Wir dachten ehrlicherweise: So schlau sind die meisten Arbeitgebenden schon.
Plötzlich stellen immer mehr HR-Manager fest, dass auch ihre Arbeitnehmerschaft gerade massiv altert und in den nächsten fünf bis zehn Jahren bis zu 20 Prozent ihrer Belegschaft in Rente geht. Altersstrukturanalyse als Instrument gibt es zwar schon lange, wird aber von den Unternehmen noch viel zu wenig eingesetzt. Wenn überhaupt, hat man bislang Wissensmanagement betrieben, damit das Know-how im Unternehmen bleibt. Aber in Bezug auf die Menschen, die kurz vor der Rente stehen, ist der Gedanke meist noch immer: Gut, die sind dann eben weg.

Sind sie ja auch.
Aus Studien und auch aus unserer eigenen Erfahrung wissen wir: Rund acht bis zehn Monate nach Eintritt ins Rentenleben stellen sich viele die Frage: Und jetzt? Wenn, wie wir gerne sagen, der “Renten-Honeymoon” vorbei ist, suchen viele Menschen wieder eine Aufgabe und eine festere Struktur. Genau diese Menschen sind für Unternehmen eine große Chance. Laut einem Bericht des Instituts für Arbeitsmarkt- und Berufsforschung (IAB) sind schon heute 15 Prozent der 65- bis 69-Jährigen und fast 13 Prozent der 70- bis 74-Jährigen weiterhin erwerbstätig.

Nicht gerade viel.
In Anbetracht des wachsenden Fachkräftemangels finde ich das schon viel. Außerdem werden diese Zahlen in den nächsten Jahren noch deutlich steigen. Mit der Boomer-Generation werden in Deutschland künftig rund eine Million Menschen verrentet – und zwar jährlich. Das heißt: Pro Jahr geht eine Stadt so groß wie Köln in Rente. Hinzu kommt: Nicht nur die Grundsumme steigt, sondern auch die Motivation, weiterzuarbeiten, gerade bei den gut Ausgebildeten. Zumal sich ja die Bedingungen für Zusatzverdienste trotz Rente deutlich verbessern.

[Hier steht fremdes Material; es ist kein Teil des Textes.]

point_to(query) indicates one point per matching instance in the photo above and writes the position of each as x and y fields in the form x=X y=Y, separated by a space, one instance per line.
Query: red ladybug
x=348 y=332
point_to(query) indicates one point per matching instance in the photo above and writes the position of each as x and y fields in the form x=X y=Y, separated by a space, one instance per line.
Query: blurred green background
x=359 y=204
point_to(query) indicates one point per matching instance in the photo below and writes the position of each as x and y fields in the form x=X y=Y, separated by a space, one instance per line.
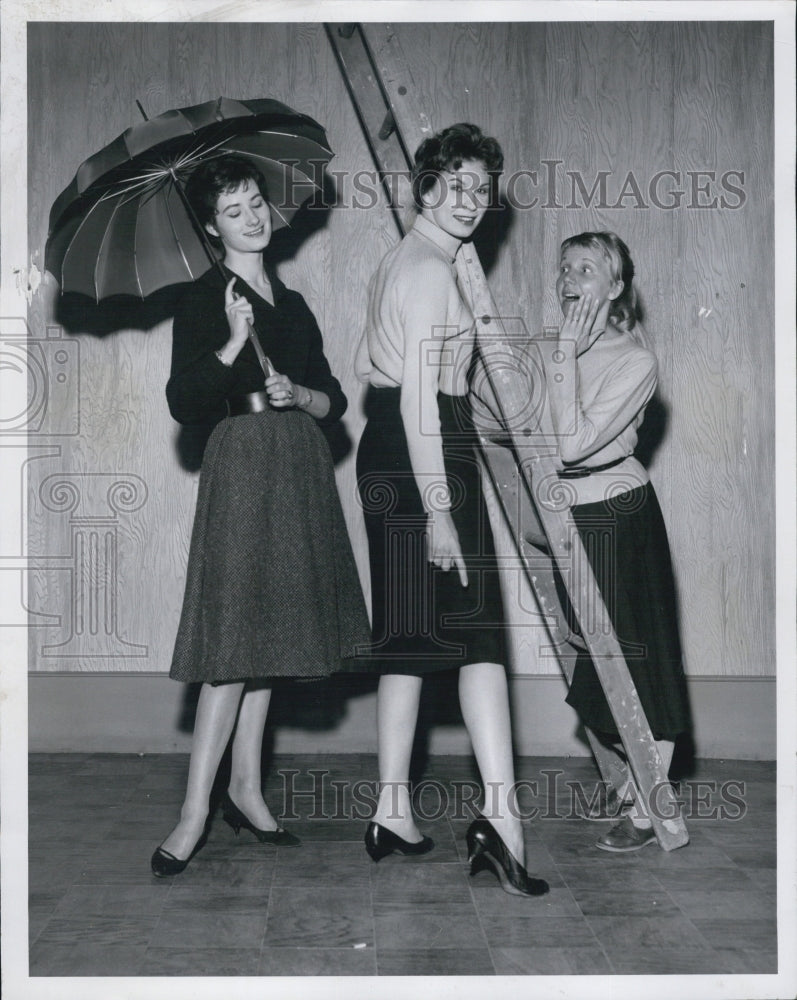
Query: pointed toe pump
x=238 y=820
x=165 y=865
x=486 y=850
x=379 y=842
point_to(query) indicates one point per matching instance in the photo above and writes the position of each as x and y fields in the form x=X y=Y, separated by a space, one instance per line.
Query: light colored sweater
x=597 y=402
x=419 y=335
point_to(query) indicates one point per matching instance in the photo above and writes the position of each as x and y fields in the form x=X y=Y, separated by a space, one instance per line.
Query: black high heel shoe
x=164 y=864
x=487 y=850
x=379 y=842
x=233 y=815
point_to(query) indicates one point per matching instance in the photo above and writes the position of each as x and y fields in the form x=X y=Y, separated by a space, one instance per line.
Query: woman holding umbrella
x=272 y=589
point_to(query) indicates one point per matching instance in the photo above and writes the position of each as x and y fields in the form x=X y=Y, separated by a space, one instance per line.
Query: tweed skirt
x=271 y=588
x=626 y=545
x=424 y=620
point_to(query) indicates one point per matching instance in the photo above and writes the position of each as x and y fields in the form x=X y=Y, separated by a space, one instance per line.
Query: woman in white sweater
x=600 y=377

Sind die gut ausgebildeten Rückkehrer nicht trotzdem schlicht zu teuer für die Unternehmen?
Das ist ein absoluter Trugschluss. Geld ist nicht der Trigger. Laut IAB wollen Rückkehrer in erster Linie Spaß, eine Aufgabe und menschliche Kontakte. Sie haben eine Teilzeitstelle mit im Schnitt 14,5 Wochenstunden. Für Arbeitgebende bietet das also große Chancen, hoch qualifizierte Teilzeitkräfte zu bekommen, die das Unternehmen kennen, die sich gut und gerne einbringen, die Vertretungen übernehmen oder auch besondere Peaks abfedern können.

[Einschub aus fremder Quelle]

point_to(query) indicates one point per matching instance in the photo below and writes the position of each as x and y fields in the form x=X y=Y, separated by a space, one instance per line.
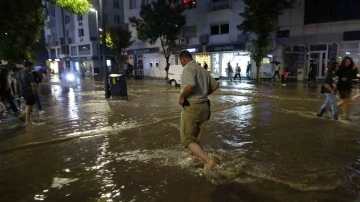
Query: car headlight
x=70 y=77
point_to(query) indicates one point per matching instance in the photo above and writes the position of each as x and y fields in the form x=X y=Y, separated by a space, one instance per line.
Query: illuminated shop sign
x=226 y=47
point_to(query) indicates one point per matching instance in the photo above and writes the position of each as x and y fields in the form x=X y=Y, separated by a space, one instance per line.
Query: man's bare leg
x=209 y=162
x=28 y=111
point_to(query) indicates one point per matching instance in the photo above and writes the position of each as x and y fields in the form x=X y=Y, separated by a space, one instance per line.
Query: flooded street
x=266 y=139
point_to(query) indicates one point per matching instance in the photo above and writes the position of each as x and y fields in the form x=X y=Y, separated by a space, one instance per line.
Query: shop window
x=189 y=4
x=132 y=4
x=219 y=29
x=117 y=19
x=73 y=51
x=116 y=4
x=349 y=46
x=84 y=50
x=190 y=31
x=67 y=19
x=318 y=47
x=81 y=32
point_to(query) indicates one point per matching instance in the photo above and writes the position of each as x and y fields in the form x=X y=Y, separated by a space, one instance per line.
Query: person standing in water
x=229 y=71
x=330 y=82
x=346 y=73
x=197 y=85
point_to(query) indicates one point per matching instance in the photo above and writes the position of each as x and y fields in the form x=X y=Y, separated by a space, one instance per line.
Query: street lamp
x=97 y=34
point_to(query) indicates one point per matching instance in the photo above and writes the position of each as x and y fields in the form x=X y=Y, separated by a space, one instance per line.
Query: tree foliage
x=80 y=7
x=118 y=40
x=20 y=25
x=160 y=21
x=261 y=18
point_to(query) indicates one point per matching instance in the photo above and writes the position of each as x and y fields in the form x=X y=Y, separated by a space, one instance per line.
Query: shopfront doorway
x=319 y=62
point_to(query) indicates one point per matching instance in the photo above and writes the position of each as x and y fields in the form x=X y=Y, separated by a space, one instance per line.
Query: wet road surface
x=268 y=143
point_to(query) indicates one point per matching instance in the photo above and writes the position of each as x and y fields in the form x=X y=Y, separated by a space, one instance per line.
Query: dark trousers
x=237 y=74
x=276 y=73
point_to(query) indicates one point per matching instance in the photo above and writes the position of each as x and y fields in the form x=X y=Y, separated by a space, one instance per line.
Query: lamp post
x=97 y=35
x=106 y=70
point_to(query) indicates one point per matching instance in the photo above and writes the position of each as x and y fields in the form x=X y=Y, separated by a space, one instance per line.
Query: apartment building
x=210 y=34
x=72 y=40
x=320 y=31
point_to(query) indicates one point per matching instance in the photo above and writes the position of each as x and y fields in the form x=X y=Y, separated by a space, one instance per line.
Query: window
x=220 y=4
x=145 y=2
x=67 y=19
x=116 y=4
x=190 y=31
x=219 y=29
x=73 y=50
x=189 y=4
x=132 y=4
x=117 y=19
x=81 y=32
x=84 y=50
x=106 y=19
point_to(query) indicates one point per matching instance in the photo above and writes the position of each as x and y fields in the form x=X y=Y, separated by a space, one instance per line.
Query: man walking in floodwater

Wie groß ist der Beratungsbedarf aufseiten der Unternehmen tatsächlich?
Wir führen immer mehr Gespräche mit Unternehmen, die von uns wissen wollen, wie sie ihre älteren Mitarbeitenden unterstützen können. Wir konnten bereits die ersten Kunden aus dem Corporate-Bereich gewinnen. Und das, obwohl wir mit einem B2C-Angebot gestartet sind. Im März habe ich über das Thema zum ersten Mal auf der South by Southwest Conference (SXSW) in Austin referieren dürfen. Weltweit merken Unternehmen jetzt einfach, welche Möglichkeiten sie verpassen.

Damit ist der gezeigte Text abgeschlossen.